In: Accounting
1. Parker is considering adopting IFRS for financial reporting. What are some of the key differences between IFRS and US GAAP that might impact Parker? What are some of the advantages and disadvantages that might accrue to Parker if it adopted IFRS for all of its operations?
2. Would adoption of IFRS require additional reporting requirements for the SEC? What role does the IASB, FASB, PCAOB and SEC play in promoting high-quality accounting information for US and global businesses? Does the retention of a separate US GAAP in an otherwise IFRS world environment present any challenges for US based companies?
Answers : -
1) Difference between IFRS and US GAAP
A. The IFRS is principles based, it means that there are more potential for different interpretation for similar transactions. US GAAP is rule based, it means that the rules prescribed by the US GAAP has to be followed for recording of transactions.
B. The IFRS is globally accepted standards for accounting on the other hand US GAAP is is used within United States only.
C. Under IFRS LIFO method for i ventory valuation is not allowed wheraas in GAAP LIFO method is allowed.
Advantages and disadvantages of IFRS
1) ADVANTAGES. A. Allows for greater comparability : - Business using similar methods for preparing the financial statements can easily compare their financial statements.
B. More flexibility : - Using a philosophy that is based on principles instead of rules gives more flexibility to the company.
C. Beneficial to new and small investors : - IFRS helps new and small investors by preparing reporting standards to have better quality and simpler financial statements.
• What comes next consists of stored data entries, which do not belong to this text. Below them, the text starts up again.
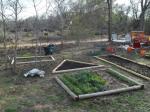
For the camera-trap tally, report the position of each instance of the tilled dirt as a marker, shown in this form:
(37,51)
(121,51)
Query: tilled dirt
(142,69)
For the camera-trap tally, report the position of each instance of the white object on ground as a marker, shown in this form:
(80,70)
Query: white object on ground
(35,72)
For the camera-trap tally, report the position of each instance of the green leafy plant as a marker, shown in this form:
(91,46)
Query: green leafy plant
(84,82)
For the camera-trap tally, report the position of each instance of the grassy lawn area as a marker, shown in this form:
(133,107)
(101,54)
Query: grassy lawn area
(19,94)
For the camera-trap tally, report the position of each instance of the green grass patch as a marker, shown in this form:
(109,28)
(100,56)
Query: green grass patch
(84,82)
(120,77)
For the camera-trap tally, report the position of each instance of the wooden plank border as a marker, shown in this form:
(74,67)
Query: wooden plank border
(138,86)
(123,68)
(76,69)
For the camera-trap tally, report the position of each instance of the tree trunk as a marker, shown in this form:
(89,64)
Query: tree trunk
(142,22)
(110,19)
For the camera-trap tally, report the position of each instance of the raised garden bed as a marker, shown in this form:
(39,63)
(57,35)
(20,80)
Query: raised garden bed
(71,65)
(87,84)
(139,69)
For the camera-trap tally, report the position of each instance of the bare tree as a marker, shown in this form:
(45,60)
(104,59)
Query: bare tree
(109,2)
(139,15)
(3,16)
(16,8)
(36,29)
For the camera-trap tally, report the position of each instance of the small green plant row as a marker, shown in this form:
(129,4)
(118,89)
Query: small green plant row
(84,82)
(120,77)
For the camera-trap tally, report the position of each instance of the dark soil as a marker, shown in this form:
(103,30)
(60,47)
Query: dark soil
(73,65)
(142,69)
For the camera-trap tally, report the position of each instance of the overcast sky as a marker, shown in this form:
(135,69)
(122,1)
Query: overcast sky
(28,9)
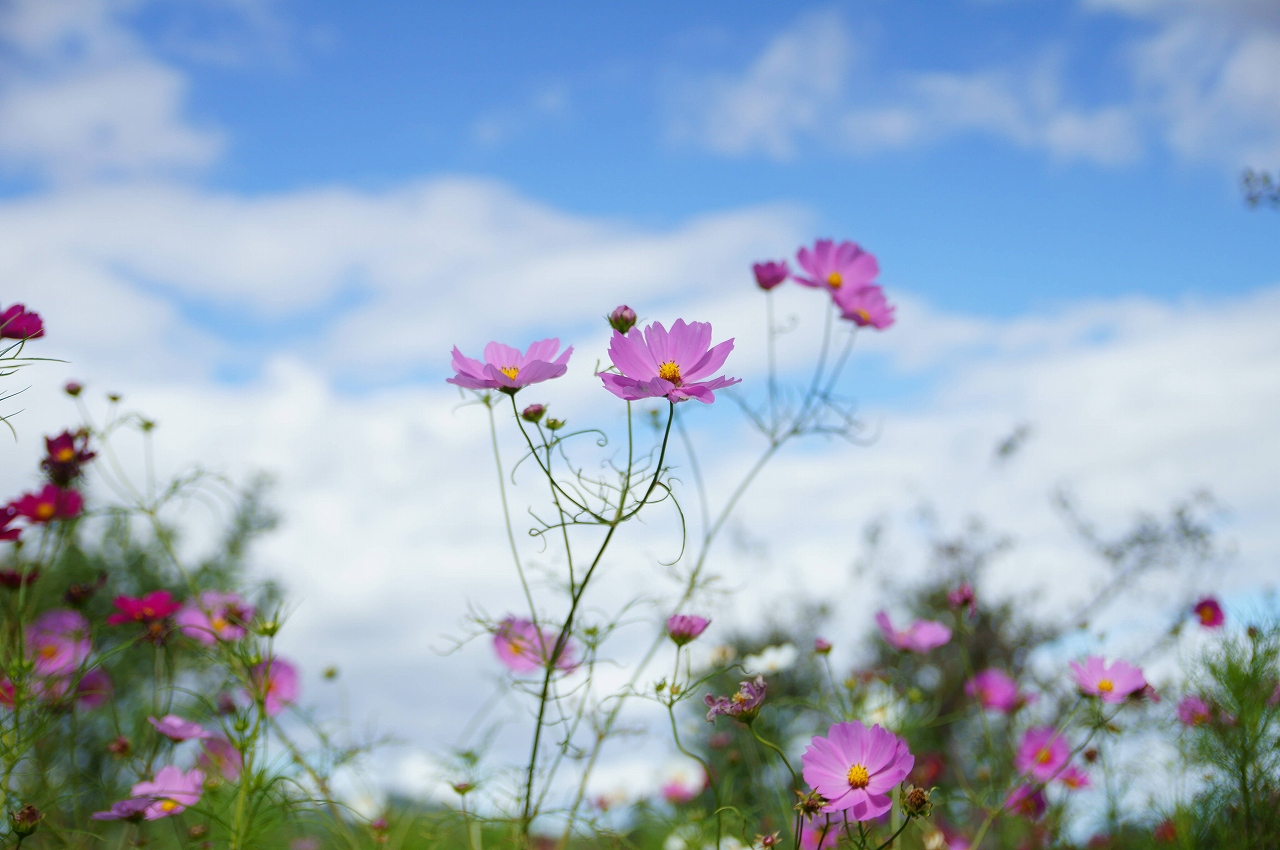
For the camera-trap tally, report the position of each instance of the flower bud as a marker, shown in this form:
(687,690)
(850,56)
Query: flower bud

IFRS is accepted globally.
2) DISADVANTAGES
A. It requires high cost : - whether large or small all business would feel the impact if a country adopts IFRS. The small companies will bear more financial burden as compared to large companies.
B. It is prone to manipulation : - As companies can use the methods that they wish like LIFO for inventory valuation this will lead to desired results and manipulation.
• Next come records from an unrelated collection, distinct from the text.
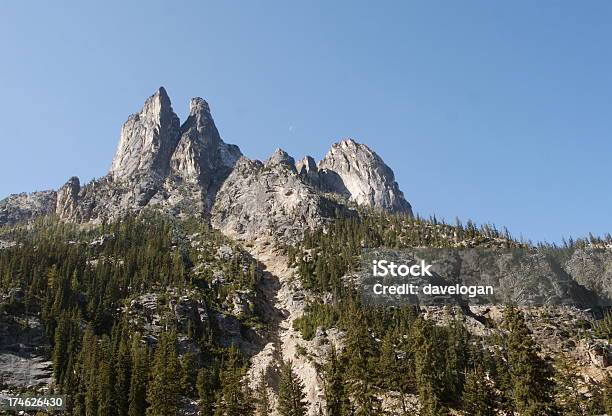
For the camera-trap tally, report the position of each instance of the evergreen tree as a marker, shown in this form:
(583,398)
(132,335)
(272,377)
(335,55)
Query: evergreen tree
(478,395)
(531,376)
(335,395)
(205,392)
(607,394)
(138,379)
(261,396)
(429,359)
(235,397)
(164,387)
(291,396)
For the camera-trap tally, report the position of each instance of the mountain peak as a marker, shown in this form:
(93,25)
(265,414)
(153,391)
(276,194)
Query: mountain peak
(198,105)
(364,175)
(147,139)
(280,157)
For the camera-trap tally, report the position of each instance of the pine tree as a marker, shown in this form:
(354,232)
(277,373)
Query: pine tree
(261,396)
(531,376)
(429,360)
(478,397)
(235,397)
(123,370)
(291,396)
(164,387)
(335,395)
(607,395)
(138,379)
(205,392)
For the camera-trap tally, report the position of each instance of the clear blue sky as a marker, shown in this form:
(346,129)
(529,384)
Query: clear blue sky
(496,111)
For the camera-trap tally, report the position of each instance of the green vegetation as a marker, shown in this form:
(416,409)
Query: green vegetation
(81,283)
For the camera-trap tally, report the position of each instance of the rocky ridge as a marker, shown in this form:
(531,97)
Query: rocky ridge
(187,169)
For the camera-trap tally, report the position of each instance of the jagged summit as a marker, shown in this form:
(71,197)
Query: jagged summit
(365,176)
(280,157)
(147,140)
(187,169)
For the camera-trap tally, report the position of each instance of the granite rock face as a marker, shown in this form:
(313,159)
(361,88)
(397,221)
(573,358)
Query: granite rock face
(188,170)
(354,169)
(201,159)
(147,140)
(68,198)
(269,199)
(24,207)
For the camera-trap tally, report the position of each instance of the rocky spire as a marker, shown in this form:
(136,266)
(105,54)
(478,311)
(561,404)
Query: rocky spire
(68,198)
(363,175)
(201,157)
(147,140)
(280,157)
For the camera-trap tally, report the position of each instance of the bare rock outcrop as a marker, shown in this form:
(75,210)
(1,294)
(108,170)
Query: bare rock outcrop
(188,170)
(24,207)
(68,198)
(353,169)
(269,199)
(147,141)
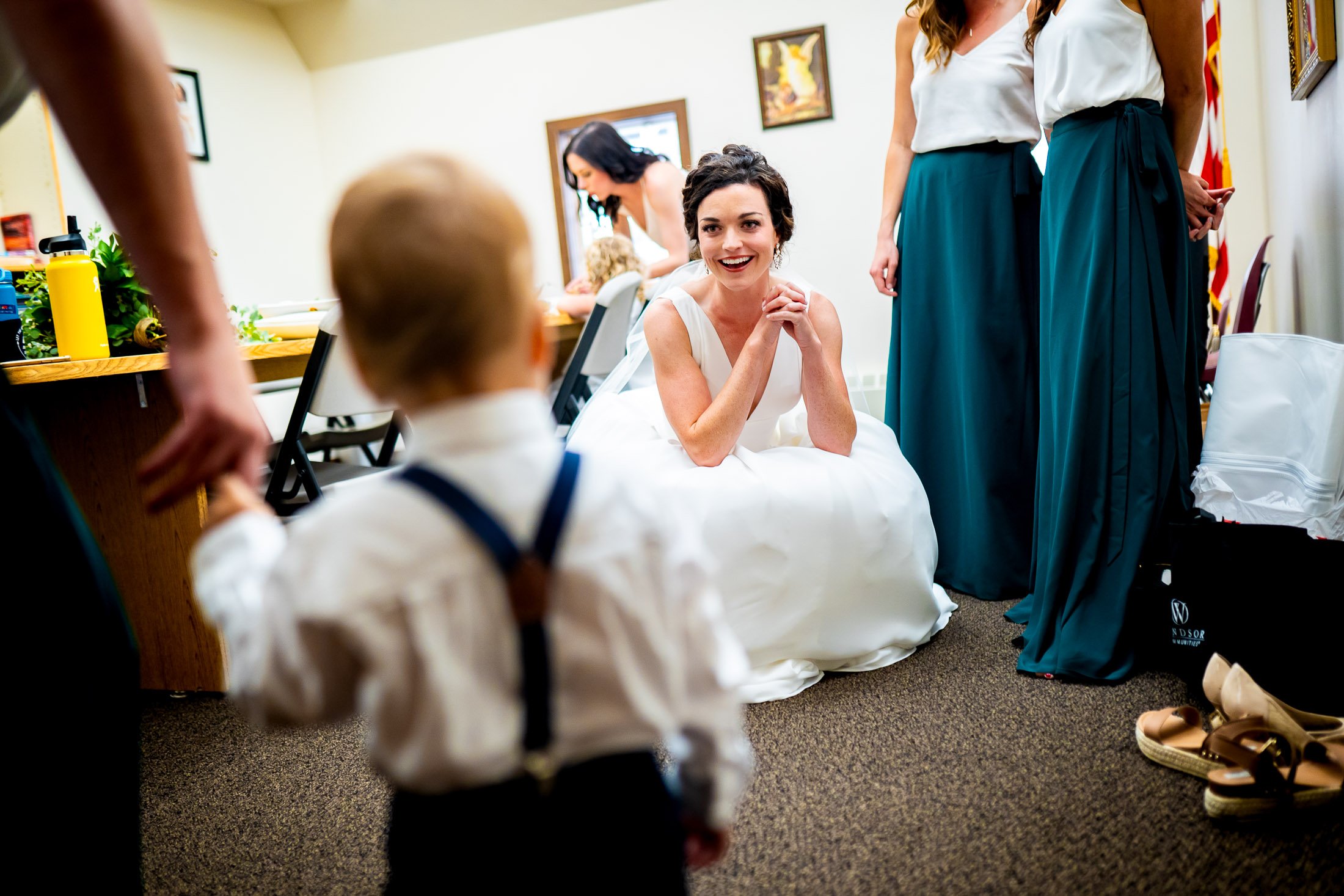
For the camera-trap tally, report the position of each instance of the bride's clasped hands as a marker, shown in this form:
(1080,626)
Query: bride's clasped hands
(788,307)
C. Not accepted in US : - The IFRS is not accepted in US and other countries may not accept it due to their financial relations with US.
2. No, the adoption of IFRS does not require additional reporting requirements for the SEC.
ROLES
A. IASB : - The role of the IASB is to issue international accounting standards.
B. FASB : - The role of the FASB is to improve GAAP within the US.
C. PCAOB : - The role of the PCAOB is to oversee the auditors of the public companies and to protect the interest of investors.
D. SEC : - The role of SEC is to protect investors, maintain fair orderly and efficient market.